The MRT took us 30 minutes from our station to Xindian, where we caught a bus for Wulai, a 40-minute trip on curving jungle-lined road. We followed the river—the ultimate reason for this adventure—the entire way, and its milky turquoise water called to me.
Wulai’s main attraction is its waterfalls, so we huffed and puffed up the paved road to see the wonder. On the way, we misinterpreted the directions to take Lovers’ Pathway, the sign for which was hanging on the wall of a clearly closed-off section of the road. Well, that would be awfully private for lovers, so we hopped the wall and strolled through the eerily deserted patios connected by wooden boardwalks. Colin led the way, brushing spiderwebs and the like away until one wouldn’t brush away ( it actually broke the twig Colin was using). This web could have held an aging, overweight Spider-Man, but instead it housed the biggest spider I had ever seen. It hung over the bottom of the stairs, waiting for passers-by to scare (or prey on).
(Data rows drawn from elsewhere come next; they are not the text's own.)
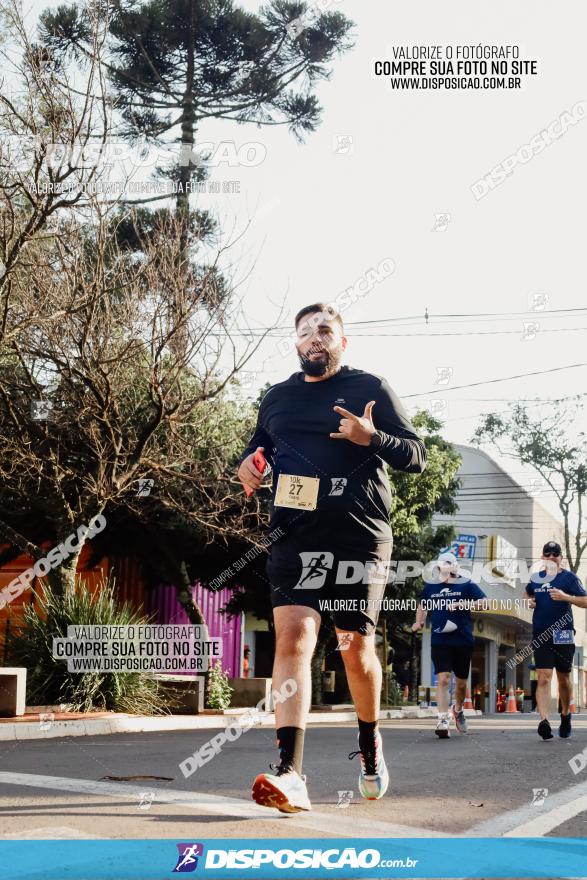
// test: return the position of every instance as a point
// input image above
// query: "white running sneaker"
(374, 778)
(443, 727)
(460, 720)
(287, 792)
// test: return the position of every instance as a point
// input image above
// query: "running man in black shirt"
(328, 433)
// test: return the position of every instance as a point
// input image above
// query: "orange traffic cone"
(511, 704)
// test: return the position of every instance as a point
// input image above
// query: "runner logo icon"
(338, 485)
(187, 860)
(315, 566)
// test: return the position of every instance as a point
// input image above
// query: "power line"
(494, 381)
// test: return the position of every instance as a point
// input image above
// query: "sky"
(388, 176)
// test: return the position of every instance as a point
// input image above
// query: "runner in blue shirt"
(452, 635)
(553, 591)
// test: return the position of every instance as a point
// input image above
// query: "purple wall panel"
(164, 604)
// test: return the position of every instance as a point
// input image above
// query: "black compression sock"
(290, 741)
(367, 734)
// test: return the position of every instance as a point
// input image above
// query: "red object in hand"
(260, 463)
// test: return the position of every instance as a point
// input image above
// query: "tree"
(544, 442)
(42, 123)
(175, 63)
(120, 403)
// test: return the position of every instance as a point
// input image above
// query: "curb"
(144, 724)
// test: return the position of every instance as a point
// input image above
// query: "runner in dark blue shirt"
(553, 591)
(449, 600)
(328, 433)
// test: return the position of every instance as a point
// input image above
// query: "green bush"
(219, 690)
(48, 680)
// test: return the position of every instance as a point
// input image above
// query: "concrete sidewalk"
(36, 726)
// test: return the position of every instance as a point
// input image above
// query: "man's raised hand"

As a recent survivor of a black widow attack, I was less than interested in hanging out or walking under the thing, despite the beautiful river pools on the other side of it. We agreed that if there was one down here on this deserted walkway, there may be more, so we high-tailed it back to the main road. It turns out that was Lovers’ Pathway the whole time.
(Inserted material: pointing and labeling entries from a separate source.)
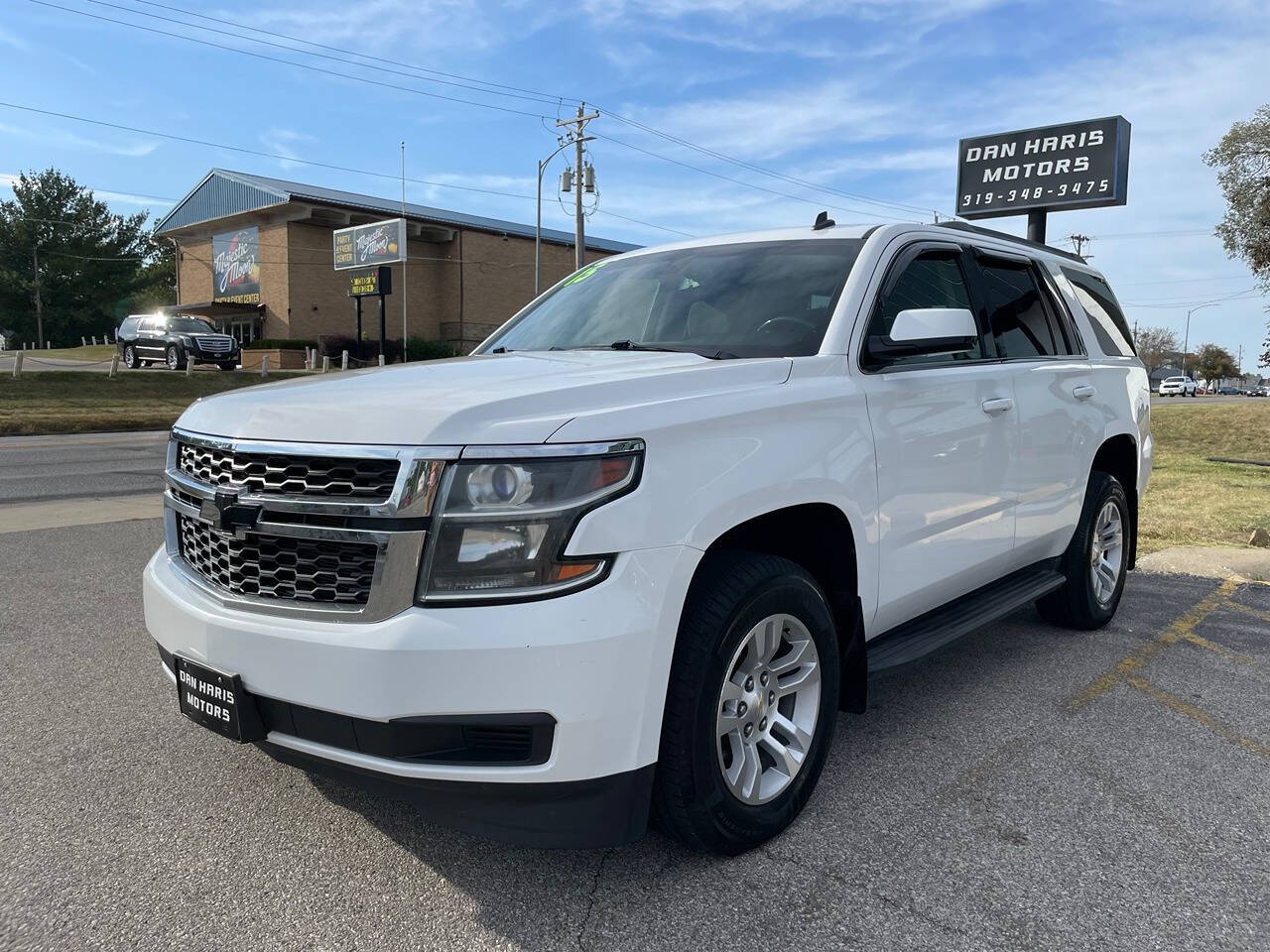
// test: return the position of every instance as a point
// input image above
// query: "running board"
(940, 627)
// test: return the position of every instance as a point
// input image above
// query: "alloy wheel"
(1106, 552)
(767, 708)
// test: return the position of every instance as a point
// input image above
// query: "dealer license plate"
(216, 701)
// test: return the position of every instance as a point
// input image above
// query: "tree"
(1155, 345)
(68, 266)
(1242, 160)
(1213, 362)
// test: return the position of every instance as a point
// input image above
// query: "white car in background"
(1178, 386)
(636, 551)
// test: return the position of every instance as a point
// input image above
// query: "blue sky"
(866, 98)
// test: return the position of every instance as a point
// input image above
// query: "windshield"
(190, 325)
(770, 298)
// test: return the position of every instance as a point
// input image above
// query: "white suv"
(636, 552)
(1178, 386)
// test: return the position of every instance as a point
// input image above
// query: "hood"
(489, 399)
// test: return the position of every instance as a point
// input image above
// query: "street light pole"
(1187, 339)
(538, 227)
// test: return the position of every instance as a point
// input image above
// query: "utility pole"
(578, 125)
(40, 303)
(405, 259)
(1079, 243)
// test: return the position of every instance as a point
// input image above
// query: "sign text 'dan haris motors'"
(1071, 166)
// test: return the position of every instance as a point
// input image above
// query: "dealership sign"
(379, 243)
(1052, 168)
(236, 267)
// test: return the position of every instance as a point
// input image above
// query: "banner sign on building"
(1052, 168)
(236, 267)
(379, 243)
(373, 281)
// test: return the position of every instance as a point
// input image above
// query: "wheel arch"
(820, 537)
(1118, 456)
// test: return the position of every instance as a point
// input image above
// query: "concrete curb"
(1209, 562)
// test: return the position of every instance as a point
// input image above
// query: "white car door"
(1060, 422)
(947, 443)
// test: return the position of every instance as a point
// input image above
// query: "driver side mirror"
(928, 331)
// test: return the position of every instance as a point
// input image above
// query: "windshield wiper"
(636, 345)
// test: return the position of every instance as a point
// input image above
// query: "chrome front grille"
(312, 530)
(289, 475)
(280, 566)
(214, 345)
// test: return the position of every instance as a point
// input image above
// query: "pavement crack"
(590, 898)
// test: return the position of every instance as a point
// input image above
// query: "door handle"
(997, 405)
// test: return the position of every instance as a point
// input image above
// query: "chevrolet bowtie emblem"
(227, 515)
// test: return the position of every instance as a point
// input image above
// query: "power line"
(738, 181)
(287, 62)
(532, 95)
(1180, 281)
(762, 171)
(353, 53)
(314, 163)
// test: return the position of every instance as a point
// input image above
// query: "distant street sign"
(1051, 168)
(373, 281)
(377, 243)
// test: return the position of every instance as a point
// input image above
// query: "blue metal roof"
(223, 193)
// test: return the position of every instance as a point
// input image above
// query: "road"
(1026, 788)
(33, 363)
(48, 468)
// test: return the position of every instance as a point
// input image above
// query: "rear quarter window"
(1103, 311)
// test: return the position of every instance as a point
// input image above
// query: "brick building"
(254, 255)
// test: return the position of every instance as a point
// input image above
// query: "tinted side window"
(1105, 315)
(1016, 311)
(931, 280)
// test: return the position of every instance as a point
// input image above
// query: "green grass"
(1192, 502)
(102, 352)
(73, 402)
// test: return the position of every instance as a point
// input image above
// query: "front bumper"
(594, 660)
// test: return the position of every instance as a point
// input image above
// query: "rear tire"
(738, 762)
(1096, 560)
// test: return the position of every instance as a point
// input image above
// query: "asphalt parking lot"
(1028, 788)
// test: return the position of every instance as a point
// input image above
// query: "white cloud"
(282, 141)
(60, 139)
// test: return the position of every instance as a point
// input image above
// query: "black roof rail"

The waterfalls were charming, but since we were stuck in the concrete-and-slab viewing area quite far from the base of the falls, I couldn’t get in the water and so I was not satisfied. This has been one of the few decisions I’ve felt strongly about since we arrived—let me in that water.
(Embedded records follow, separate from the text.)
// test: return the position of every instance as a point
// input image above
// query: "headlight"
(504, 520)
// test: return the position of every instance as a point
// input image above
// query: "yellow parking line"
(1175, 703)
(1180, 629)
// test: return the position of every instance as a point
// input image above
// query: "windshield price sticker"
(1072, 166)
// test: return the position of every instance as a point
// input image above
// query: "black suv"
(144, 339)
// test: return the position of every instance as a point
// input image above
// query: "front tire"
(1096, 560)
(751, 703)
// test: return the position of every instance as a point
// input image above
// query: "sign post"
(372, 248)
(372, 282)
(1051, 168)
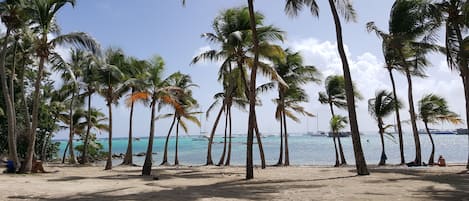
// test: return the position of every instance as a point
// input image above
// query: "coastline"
(391, 182)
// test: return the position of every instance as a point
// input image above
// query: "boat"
(462, 131)
(341, 134)
(437, 132)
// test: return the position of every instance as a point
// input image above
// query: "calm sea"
(304, 149)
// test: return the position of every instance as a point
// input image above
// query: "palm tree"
(111, 79)
(411, 34)
(382, 105)
(390, 56)
(455, 17)
(13, 16)
(346, 10)
(434, 109)
(137, 73)
(234, 34)
(335, 96)
(43, 13)
(292, 71)
(337, 123)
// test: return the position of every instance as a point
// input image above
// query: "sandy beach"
(227, 183)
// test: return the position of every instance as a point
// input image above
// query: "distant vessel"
(341, 134)
(437, 132)
(462, 131)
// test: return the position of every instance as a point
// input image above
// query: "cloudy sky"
(147, 27)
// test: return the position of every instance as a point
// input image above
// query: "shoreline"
(228, 183)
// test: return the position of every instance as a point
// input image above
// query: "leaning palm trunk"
(418, 156)
(252, 94)
(84, 158)
(222, 158)
(398, 117)
(72, 159)
(128, 159)
(359, 157)
(383, 159)
(287, 156)
(11, 116)
(280, 157)
(165, 154)
(109, 154)
(431, 160)
(228, 156)
(146, 170)
(337, 162)
(212, 134)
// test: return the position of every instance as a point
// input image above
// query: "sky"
(147, 27)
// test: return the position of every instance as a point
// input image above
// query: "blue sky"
(147, 27)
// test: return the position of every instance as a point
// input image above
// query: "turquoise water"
(304, 149)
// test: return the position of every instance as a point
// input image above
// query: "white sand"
(227, 183)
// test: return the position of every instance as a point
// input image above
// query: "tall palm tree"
(335, 96)
(382, 105)
(292, 71)
(137, 75)
(346, 10)
(411, 33)
(434, 109)
(13, 16)
(43, 13)
(233, 32)
(112, 89)
(337, 123)
(456, 17)
(390, 56)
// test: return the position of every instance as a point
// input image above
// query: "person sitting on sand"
(441, 161)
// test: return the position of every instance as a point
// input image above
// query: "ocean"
(304, 149)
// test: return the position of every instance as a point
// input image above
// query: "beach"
(227, 183)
We took a few moments to peruse the shops, watched over by aboriginal Taiwanese women in traditional dress—bright yellow and pink headdresses and skirts that could be worn long or short.
Back down Lovers’ Pathway, we found a river spot with Taiwanese tourists swimming, and a bit further upstream, we found a spot of our own. It was marvelous, even if I was the object of many a stare in my bikini: Taiwanese women wear T-shirts and shorts if they go in at all.